Important Information about the Zodiac Tender Offer and Where to Find It
DXL intends to file a solicitation/recommendation statement on Schedule 14D-9 with respect to the tender offer with the Securities and Exchange Commission (the “SEC”) within 10 business days of the commencement of the Zodiac tender offer. INVESTORS AND SECURITY HOLDERS ARE ADVISED TO READ ALL RELEVANT DOCUMENTS FILED WITH THE SEC, INCLUDING THE SOLICITATION/RECOMMENDATION STATEMENT AND ANY OTHER RELEVANT DOCUMENTS WHEN THEY BECOME AVAILABLE BECAUSE THEY WILL CONTAIN IMPORTANT INFORMATION ABOUT THE TENDER OFFER. Investors and security holders may obtain free copies of the solicitation/recommendation statement (when available) as well as other filings by DXL, without charge, at the SEC’s website, http://www.sec.gov, or by accessing DXL’s website at investor.dxl.com. In addition, documents filed with the SEC by DXL will be available free of charge by writing to DXL at 555 Turnpike Street, Canton, Massachusetts 02021, Attention: Corporate Secretary.
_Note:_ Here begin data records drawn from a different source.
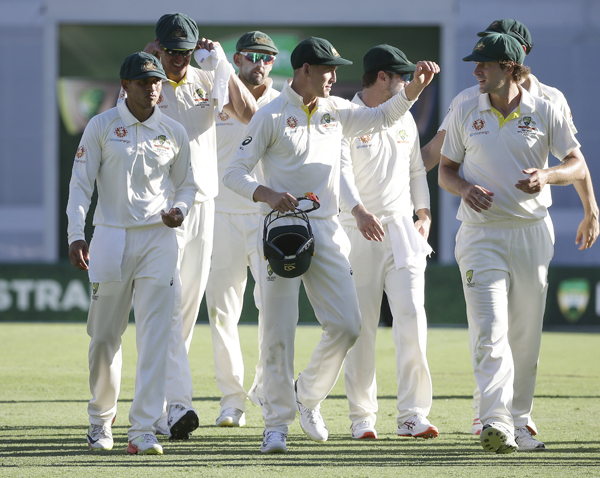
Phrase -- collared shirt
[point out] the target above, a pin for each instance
(230, 134)
(191, 103)
(493, 156)
(384, 172)
(536, 88)
(134, 165)
(300, 150)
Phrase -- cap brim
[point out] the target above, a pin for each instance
(479, 58)
(148, 74)
(273, 51)
(178, 45)
(336, 62)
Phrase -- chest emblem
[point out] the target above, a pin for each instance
(162, 142)
(478, 124)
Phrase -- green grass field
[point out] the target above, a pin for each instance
(44, 392)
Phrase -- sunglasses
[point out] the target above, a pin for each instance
(183, 53)
(255, 57)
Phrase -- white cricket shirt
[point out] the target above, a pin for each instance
(536, 88)
(133, 165)
(384, 172)
(494, 155)
(300, 151)
(230, 134)
(191, 103)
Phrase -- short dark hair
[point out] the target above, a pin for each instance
(520, 72)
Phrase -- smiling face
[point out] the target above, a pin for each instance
(491, 77)
(320, 80)
(142, 96)
(176, 66)
(253, 73)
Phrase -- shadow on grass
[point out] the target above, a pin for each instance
(240, 450)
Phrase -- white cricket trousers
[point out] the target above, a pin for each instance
(375, 272)
(234, 251)
(148, 268)
(194, 240)
(331, 292)
(504, 270)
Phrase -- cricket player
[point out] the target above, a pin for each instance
(297, 138)
(502, 138)
(189, 96)
(236, 227)
(589, 228)
(383, 183)
(135, 155)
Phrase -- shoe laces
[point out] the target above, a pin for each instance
(271, 437)
(231, 412)
(312, 414)
(101, 430)
(149, 438)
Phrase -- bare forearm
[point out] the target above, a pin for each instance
(431, 152)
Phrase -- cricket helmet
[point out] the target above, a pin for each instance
(289, 248)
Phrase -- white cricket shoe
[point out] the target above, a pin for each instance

Forward-Looking Statements
In addition to historical information, this document contains forward-looking statements within the meaning of Section 27A of the Securities Act of 1933, as amended, and Section 21E of the Securities Exchange Act of 1934, as amended. These forward-looking statements, including statements regarding the DXL Board of Director’s commitment to maximizing shareholder value and taking actions that are in the best interest of the Company and its shareholders, are based on current expectations, estimates and beliefs of DXL management. Words such as “anticipates,” “believes,” “estimates,” “expects,” “intends,” “plans,” “seeks” and variations of such words and similar expressions are intended to identify such forward-looking statements, which generally are not historical in nature. With respect to any such forward-looking statements, DXL claims the protection provided for in the Private Securities Litigation Reform Act of 1995. Although we believe the expectations reflected in any forward-looking statements are based on reasonable assumptions, we can give no assurance that our expectations will be attained and therefore, actual outcomes and results may differ materially from what is expressed or forecasted in such forward-looking statements. These forward-looking statements could be affected by factors including, without limitation, the risks and factors detailed in reports filed with the SEC by DXL from time to time, including those discussed under the heading “Risk Factors” in DXL’s most recently filed Annual Report on Form 10-K. These documents are available through our website or through the SEC’s Electronic Data Gathering and Analysis Retrieval (EDGAR) system at http://www.sec.gov. DXL does not undertake any duty to update any forward-looking statements contained herein, whether as a result of new information or developments, future events or otherwise, except as required by law.